Australia's Prime Minister John Howard has to be the only person in Australia prepared to argue that the government has not yet decided to participate in a war on Iraq.

While Howard keeps right on claiming that "no decision has been made" to commit Australia to a war on Iraq, another two fighter planes have left to join the 600 Australian navy and air force personnel already in the Persian Gulf. This will increase to more than 1500 defence force personnel in the next few weeks.

Howard has said this "forward deployment" will be on the same scale as the Australian military participation in the 2001 war against Afghanistan. However, unlike in that war, Australia will be contributing a fleet of 14 FA-18 fighter jets, as well as the two spy aircraft that departed for the Gulf on January 15. Another ship will join the two ships already policing the US blockade of Iraq.

As expected, the Australian troop commitment is "niche" — a polite way of saying token — but still politically important. Australia is one of just three countries to openly send troops to the area around Iraq.

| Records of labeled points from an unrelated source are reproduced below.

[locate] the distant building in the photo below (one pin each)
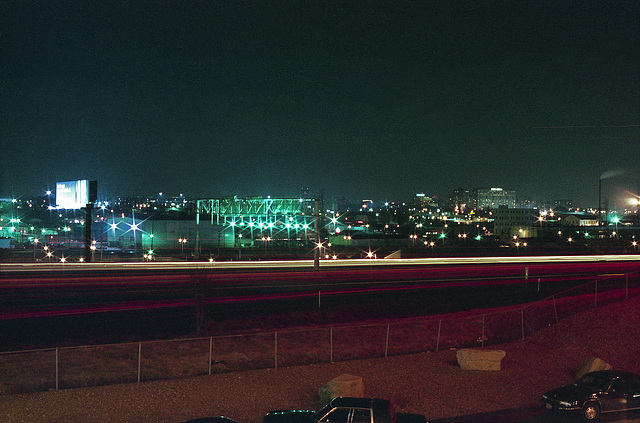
(579, 219)
(511, 221)
(461, 200)
(492, 198)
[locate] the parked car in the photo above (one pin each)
(346, 410)
(604, 391)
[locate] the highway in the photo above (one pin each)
(301, 264)
(43, 289)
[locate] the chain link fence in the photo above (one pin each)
(72, 367)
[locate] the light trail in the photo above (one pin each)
(306, 264)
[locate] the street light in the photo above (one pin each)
(35, 243)
(182, 241)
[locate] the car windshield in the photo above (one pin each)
(594, 381)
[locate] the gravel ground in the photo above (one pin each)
(428, 383)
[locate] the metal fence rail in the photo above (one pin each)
(92, 365)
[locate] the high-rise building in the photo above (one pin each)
(492, 198)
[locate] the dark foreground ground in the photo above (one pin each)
(428, 383)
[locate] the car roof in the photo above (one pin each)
(359, 402)
(613, 373)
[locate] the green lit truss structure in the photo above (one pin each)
(257, 220)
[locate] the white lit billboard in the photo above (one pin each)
(72, 195)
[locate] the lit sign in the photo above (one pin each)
(75, 194)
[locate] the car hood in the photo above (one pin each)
(571, 393)
(289, 416)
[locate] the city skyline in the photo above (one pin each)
(373, 99)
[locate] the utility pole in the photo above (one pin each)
(316, 254)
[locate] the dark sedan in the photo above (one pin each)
(604, 391)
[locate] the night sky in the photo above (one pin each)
(362, 99)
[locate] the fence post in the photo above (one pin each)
(482, 330)
(276, 350)
(522, 320)
(210, 352)
(331, 344)
(139, 359)
(57, 379)
(626, 287)
(386, 346)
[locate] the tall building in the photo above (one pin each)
(492, 198)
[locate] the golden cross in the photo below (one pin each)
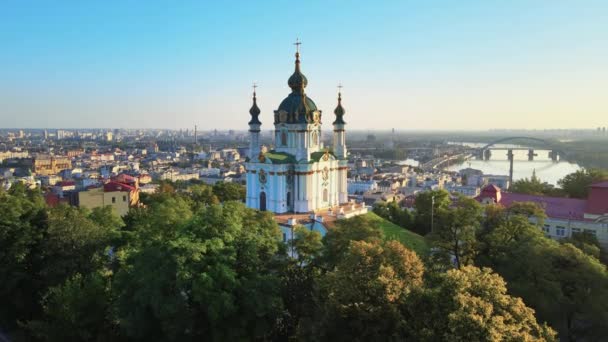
(297, 44)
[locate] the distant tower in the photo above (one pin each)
(339, 134)
(254, 128)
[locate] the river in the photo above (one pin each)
(546, 169)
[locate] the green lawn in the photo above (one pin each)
(406, 237)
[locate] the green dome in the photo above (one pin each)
(254, 112)
(297, 109)
(297, 81)
(339, 111)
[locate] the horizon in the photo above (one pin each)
(468, 67)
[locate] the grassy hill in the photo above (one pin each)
(394, 232)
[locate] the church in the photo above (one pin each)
(299, 175)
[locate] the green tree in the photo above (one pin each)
(392, 212)
(566, 287)
(77, 310)
(470, 304)
(23, 220)
(456, 229)
(358, 300)
(202, 195)
(229, 191)
(307, 244)
(588, 243)
(215, 278)
(338, 239)
(577, 183)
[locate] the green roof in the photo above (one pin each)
(280, 157)
(316, 156)
(409, 239)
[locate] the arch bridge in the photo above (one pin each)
(485, 152)
(554, 151)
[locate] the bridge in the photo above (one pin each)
(485, 151)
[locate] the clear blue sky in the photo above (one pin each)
(403, 64)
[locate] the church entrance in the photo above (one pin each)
(262, 201)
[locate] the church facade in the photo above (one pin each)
(299, 175)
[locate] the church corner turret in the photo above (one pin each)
(254, 127)
(339, 140)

It joins Britain and the USA: the same three countries that Thomas Friedman described as the "new NATO" in a November 13 column in the New York Times.

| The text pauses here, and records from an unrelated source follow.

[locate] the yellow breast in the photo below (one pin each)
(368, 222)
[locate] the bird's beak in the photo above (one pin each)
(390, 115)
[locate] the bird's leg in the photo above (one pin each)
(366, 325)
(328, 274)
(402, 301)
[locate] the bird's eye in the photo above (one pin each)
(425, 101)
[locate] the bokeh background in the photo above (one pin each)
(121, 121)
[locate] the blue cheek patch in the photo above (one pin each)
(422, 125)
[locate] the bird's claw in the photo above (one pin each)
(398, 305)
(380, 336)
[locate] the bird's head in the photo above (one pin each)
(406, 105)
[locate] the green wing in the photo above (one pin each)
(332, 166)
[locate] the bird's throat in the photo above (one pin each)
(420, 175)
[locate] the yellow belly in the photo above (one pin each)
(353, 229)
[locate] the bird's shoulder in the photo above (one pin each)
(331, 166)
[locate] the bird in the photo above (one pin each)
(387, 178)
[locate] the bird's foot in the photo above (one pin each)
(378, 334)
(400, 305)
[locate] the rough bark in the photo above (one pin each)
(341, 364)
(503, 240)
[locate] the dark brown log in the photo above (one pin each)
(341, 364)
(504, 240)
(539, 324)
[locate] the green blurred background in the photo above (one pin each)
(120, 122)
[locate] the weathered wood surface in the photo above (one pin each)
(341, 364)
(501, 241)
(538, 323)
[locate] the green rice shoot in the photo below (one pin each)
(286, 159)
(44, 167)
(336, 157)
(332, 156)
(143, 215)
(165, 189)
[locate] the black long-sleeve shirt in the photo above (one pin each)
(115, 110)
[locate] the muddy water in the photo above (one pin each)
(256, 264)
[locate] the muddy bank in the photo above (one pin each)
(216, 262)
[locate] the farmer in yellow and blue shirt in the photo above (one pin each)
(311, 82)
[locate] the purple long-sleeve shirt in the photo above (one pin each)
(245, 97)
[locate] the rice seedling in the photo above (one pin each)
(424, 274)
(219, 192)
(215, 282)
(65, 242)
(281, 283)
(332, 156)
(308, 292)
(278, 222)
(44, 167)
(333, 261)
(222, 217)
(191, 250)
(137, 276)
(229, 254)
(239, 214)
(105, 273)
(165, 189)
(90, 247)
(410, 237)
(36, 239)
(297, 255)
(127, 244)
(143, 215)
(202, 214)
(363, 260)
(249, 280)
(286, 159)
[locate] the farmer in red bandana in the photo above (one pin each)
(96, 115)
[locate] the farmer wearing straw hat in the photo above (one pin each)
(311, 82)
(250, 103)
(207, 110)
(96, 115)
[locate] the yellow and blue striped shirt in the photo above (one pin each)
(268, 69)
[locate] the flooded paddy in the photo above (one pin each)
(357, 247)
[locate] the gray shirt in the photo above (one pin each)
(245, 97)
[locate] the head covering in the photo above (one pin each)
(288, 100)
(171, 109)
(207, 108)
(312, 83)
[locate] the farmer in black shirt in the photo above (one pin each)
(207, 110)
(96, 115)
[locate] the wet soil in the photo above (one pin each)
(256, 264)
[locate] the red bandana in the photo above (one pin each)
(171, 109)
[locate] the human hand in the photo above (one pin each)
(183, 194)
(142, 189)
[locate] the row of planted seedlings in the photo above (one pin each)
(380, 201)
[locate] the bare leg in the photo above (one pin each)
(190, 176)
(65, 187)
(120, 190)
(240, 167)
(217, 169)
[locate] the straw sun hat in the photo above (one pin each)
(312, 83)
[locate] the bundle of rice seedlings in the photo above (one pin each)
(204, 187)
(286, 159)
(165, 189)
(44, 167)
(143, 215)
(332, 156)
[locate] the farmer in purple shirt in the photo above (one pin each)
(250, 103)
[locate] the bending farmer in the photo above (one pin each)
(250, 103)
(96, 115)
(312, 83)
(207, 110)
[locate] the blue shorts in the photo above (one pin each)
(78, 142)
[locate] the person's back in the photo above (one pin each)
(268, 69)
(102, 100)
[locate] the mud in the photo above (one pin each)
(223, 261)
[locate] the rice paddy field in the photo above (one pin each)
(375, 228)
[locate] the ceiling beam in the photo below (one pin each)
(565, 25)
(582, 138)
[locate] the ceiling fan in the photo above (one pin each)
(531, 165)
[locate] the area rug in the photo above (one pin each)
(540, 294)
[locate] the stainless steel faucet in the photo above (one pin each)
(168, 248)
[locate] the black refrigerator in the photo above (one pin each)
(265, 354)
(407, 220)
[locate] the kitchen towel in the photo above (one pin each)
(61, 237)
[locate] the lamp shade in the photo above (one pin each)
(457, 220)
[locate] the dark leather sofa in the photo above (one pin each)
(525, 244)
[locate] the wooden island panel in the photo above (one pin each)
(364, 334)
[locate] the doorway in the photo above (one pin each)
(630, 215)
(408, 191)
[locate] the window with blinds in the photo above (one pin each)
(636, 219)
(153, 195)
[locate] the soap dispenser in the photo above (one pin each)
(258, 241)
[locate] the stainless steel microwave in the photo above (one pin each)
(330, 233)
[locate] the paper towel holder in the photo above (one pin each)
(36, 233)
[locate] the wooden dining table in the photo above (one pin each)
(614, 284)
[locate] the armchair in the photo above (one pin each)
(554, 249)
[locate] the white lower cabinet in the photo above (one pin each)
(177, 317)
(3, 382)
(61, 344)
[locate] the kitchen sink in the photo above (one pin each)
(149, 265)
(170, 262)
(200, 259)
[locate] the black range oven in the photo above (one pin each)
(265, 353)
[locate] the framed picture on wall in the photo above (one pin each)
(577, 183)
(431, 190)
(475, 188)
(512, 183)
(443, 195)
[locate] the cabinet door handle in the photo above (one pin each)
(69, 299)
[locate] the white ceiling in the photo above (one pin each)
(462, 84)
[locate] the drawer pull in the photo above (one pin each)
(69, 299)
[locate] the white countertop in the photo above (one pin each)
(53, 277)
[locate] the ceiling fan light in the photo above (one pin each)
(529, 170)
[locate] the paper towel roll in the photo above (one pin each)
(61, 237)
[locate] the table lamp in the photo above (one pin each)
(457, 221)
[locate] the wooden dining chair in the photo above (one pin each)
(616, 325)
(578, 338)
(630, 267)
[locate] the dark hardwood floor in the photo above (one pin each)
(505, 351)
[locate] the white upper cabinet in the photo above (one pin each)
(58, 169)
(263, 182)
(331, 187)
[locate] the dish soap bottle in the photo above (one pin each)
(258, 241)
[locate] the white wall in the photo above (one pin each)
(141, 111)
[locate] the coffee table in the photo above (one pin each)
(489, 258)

Amazingly, Howard has been claiming to be a man of peace. "I haven't lost hope", he told A Current Affair's Tracy Grimshaw on January 10. "The last thing I want is a military conflict, but in the end, the world may have no alternative."

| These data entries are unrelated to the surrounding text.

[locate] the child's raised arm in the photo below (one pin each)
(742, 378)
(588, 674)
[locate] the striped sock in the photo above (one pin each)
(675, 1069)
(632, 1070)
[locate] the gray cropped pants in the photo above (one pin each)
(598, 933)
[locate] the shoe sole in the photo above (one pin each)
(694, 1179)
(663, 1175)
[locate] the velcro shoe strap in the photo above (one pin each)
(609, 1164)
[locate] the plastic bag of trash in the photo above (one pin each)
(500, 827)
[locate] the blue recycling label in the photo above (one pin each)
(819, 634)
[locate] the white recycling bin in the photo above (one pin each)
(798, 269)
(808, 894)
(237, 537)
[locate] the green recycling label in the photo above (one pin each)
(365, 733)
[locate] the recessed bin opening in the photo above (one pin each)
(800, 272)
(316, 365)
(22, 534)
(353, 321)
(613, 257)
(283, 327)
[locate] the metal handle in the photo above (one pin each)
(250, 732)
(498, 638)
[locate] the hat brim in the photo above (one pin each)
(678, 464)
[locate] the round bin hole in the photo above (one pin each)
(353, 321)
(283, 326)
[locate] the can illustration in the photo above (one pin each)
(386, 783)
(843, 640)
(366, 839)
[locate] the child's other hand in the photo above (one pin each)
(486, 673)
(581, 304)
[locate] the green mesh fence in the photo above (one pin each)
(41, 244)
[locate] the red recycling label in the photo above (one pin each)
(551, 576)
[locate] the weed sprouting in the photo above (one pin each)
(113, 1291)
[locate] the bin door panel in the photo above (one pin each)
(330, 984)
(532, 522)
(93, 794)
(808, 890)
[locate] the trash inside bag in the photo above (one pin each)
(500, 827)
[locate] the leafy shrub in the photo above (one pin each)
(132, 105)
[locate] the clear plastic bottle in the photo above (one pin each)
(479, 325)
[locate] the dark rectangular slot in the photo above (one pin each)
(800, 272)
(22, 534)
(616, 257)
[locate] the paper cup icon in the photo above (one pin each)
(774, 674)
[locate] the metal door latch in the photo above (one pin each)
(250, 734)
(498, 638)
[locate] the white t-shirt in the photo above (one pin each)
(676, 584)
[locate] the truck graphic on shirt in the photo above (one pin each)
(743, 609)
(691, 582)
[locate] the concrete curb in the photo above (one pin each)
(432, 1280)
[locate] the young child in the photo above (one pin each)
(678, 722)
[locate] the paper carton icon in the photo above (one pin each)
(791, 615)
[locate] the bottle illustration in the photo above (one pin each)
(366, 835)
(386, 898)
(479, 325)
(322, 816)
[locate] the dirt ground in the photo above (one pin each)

But this is just a lie. War on Iraq is completely avoidable. There is no evidence that Iraq has weapons of mass destruction — even after more than 380 inspections the UN weapons inspectors have failed to find any. Iraqi officials have bent over backwards to assist the inspectors so as to prove that they have no such weapons.

If Iraq had them, there is little likelihood that it would use such weapons against a neighbouring state knowing the consequences involved. Certainly, there is no chance that Saddam Hussein would use them against the US or Australia. The US has failed to produce evidence that Iraq supported the attack on the World Trade Center in September 2001.

There are half a million reasons to oppose Howard's war: that is how many Iraqi civilians are likely to be killed or injured in the planned US attack — just so the US can set up a puppet dictator of its own to replace Saddam Hussein and take control of the second largest oil reserves on the planet.

Howard's close support for Bush's war is nothing more than joining the bullying kid in the playground. As a junior partner of the US in exploitation of the Third World, Australia's business elite wants to support the US in imposing its military, political and economic might on the entire globe. Howard wants to assure Washington that he is fundamentally on Bush's side so that the Australian ruling class can share the benefits of US domination of the world's key energy supplies.

Anti-war sentiment strong

Australian newspapers, particularly those in the pro-war stable owned by Rupert Murdoch, have started to plaster pictures, of stoic soldiers holding small children, liberally across their pages. There have been few pictures of, and even less comment about, the small Iraqi children whom these soldiers are being sent to help kill.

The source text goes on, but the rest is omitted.